Two significant releases in the case of slain toddler Caylee Altnthony came out Friday. The Orange-Osceola State Attorney’s Office released the official autopsy report from the death and the Oak Ridge National Laboratory in Tennessee released additional forensic material. The autopsy report that a judge ruled to have released brought to light some answers that many saw coming as far as the death of little Caylee and the manner in which the body was found. The other report released Friday addressed the matter of what was supposedly in the trunk of Casey’s car before she was arrested. Although they help, neither report comes as a slam dunk for the prosecution as the continue to build their case against Casey Anthony.
Since the discovery of the body in December, there have been several reports of where and how Caylee Anthony’s remains were found. The autopsy report confirms much of that. The remains were found with two plastic bags and another laundry bag. Over the span that crime scene investigators spent in the wooded area, they were able to collect most of the child’s remains, save multiple small bones from the wrist, hands, fingers, and ankles. The tales of decomposition were essentially true, including the fact about the duct tape that was found on the child’s mandible region, evidently place there before the decomposition process started. And after all of this, they can only say that the child was indeed killed, but because they couldn’t detect any drugs in the system or see any trauma to the bones, how she was killed is still unsolved and will likely remain that way.
Something that does become a bit clearer is exactly what was in the trunk of the car, or specifically who. The defense has been taking the side for months that a certain foul odor from the trunk of the car could possibly be explained due to decomposing pizza or a dead animal. Something was definitely decomposing, but test show that it likely wasn’t pizza nor a dead squirrel. Approximately 80 percent of the 51 chemicals found in a sample of the carpet were consistent with decomposition. But was that decomposing material that of which was found in the woods less than a mile from the Anthony home?

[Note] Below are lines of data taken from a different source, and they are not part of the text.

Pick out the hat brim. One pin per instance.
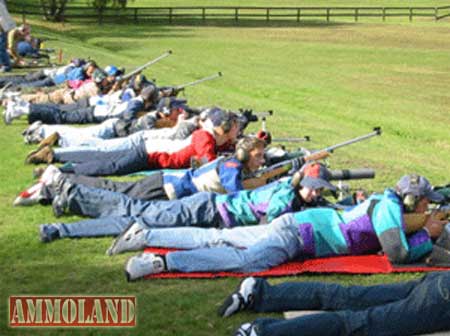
(316, 183)
(435, 196)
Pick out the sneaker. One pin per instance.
(60, 202)
(51, 140)
(131, 239)
(247, 329)
(40, 155)
(30, 196)
(240, 299)
(48, 233)
(144, 264)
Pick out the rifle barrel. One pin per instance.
(352, 174)
(377, 131)
(146, 65)
(198, 81)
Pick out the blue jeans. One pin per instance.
(189, 238)
(61, 114)
(76, 136)
(4, 56)
(104, 163)
(116, 211)
(129, 143)
(279, 244)
(414, 307)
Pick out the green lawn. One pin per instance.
(329, 81)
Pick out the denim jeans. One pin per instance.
(279, 244)
(4, 56)
(129, 143)
(414, 307)
(190, 238)
(76, 136)
(61, 114)
(104, 164)
(117, 210)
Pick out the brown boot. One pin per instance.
(40, 155)
(51, 140)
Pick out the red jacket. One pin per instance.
(203, 145)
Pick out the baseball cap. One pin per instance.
(166, 104)
(418, 186)
(98, 75)
(112, 70)
(220, 117)
(316, 176)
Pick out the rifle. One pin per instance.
(179, 88)
(293, 140)
(416, 221)
(260, 177)
(143, 67)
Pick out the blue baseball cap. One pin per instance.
(166, 104)
(316, 176)
(418, 186)
(112, 70)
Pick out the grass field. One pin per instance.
(332, 82)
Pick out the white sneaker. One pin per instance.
(247, 329)
(144, 264)
(50, 177)
(30, 196)
(239, 299)
(131, 239)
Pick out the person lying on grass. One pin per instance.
(223, 175)
(116, 211)
(406, 308)
(375, 225)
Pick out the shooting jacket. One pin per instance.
(202, 147)
(261, 205)
(376, 224)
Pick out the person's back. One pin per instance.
(374, 225)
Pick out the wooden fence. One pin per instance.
(199, 13)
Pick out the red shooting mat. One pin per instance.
(366, 264)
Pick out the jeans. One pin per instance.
(4, 56)
(129, 143)
(104, 164)
(117, 211)
(189, 238)
(279, 244)
(414, 307)
(75, 136)
(61, 114)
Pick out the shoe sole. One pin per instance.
(119, 237)
(229, 301)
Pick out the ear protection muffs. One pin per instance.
(409, 200)
(245, 146)
(296, 178)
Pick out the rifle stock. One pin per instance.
(260, 177)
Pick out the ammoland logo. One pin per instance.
(72, 311)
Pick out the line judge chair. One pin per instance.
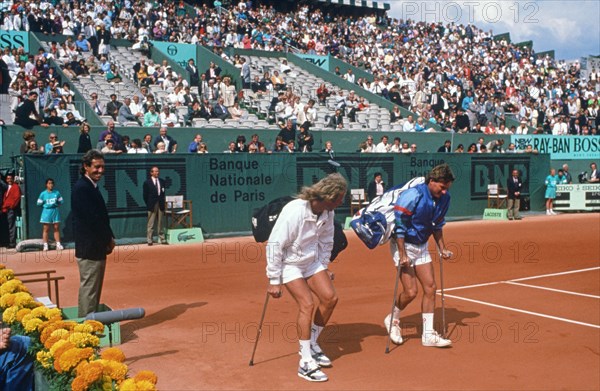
(357, 200)
(495, 197)
(178, 212)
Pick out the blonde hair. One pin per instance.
(327, 189)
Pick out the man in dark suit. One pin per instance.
(193, 71)
(376, 187)
(94, 238)
(446, 148)
(154, 197)
(514, 185)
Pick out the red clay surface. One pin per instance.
(203, 303)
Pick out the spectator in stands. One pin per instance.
(368, 146)
(193, 147)
(240, 144)
(255, 142)
(136, 147)
(160, 148)
(96, 105)
(168, 118)
(82, 44)
(151, 118)
(85, 142)
(446, 148)
(52, 143)
(287, 132)
(115, 136)
(113, 75)
(220, 110)
(246, 77)
(396, 146)
(236, 112)
(322, 94)
(395, 114)
(169, 142)
(305, 139)
(147, 143)
(54, 119)
(278, 81)
(104, 66)
(112, 107)
(26, 110)
(125, 114)
(384, 146)
(336, 121)
(409, 124)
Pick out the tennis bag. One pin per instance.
(263, 221)
(374, 224)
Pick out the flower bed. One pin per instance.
(67, 353)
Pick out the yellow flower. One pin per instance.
(128, 385)
(97, 326)
(90, 371)
(21, 313)
(10, 314)
(12, 286)
(24, 299)
(115, 370)
(43, 357)
(146, 376)
(59, 347)
(39, 312)
(83, 328)
(114, 354)
(32, 325)
(7, 300)
(70, 358)
(83, 339)
(145, 385)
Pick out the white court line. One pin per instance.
(553, 290)
(526, 312)
(521, 279)
(557, 274)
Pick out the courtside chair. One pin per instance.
(178, 212)
(495, 197)
(357, 200)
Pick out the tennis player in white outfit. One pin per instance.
(298, 253)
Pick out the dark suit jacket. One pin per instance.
(514, 187)
(91, 225)
(151, 196)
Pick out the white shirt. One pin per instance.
(299, 237)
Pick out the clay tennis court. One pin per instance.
(522, 308)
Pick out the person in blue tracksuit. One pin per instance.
(50, 199)
(420, 212)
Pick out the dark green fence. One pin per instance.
(225, 188)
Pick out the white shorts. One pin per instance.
(291, 272)
(418, 254)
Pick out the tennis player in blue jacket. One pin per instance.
(420, 212)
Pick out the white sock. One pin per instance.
(427, 324)
(315, 331)
(305, 349)
(396, 313)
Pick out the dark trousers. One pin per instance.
(91, 278)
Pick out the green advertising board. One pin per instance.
(226, 188)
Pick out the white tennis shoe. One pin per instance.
(396, 331)
(435, 340)
(311, 371)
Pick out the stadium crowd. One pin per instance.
(456, 76)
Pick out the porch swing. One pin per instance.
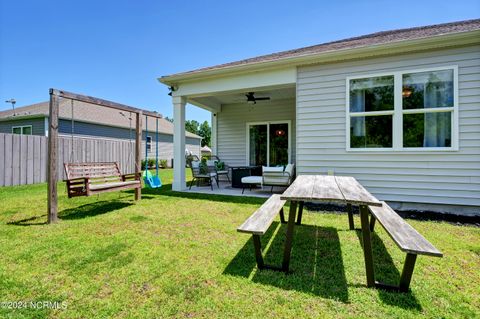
(91, 178)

Not for nothin’, but looks can be deceiving. It’s not hard to try and figure out what went out and form your own opinion, but unforetunately our opinions don’t count. As I said before, this is not a slam dunk, not a chip shot, nor is it a routine fly. Any professional can tell you that there’s almost no easy out anywhere. Just too many varibles to be considered. Same applies here. This time varibles could be the difference between a murderer going free or the life of an innocent lady in jeopardy.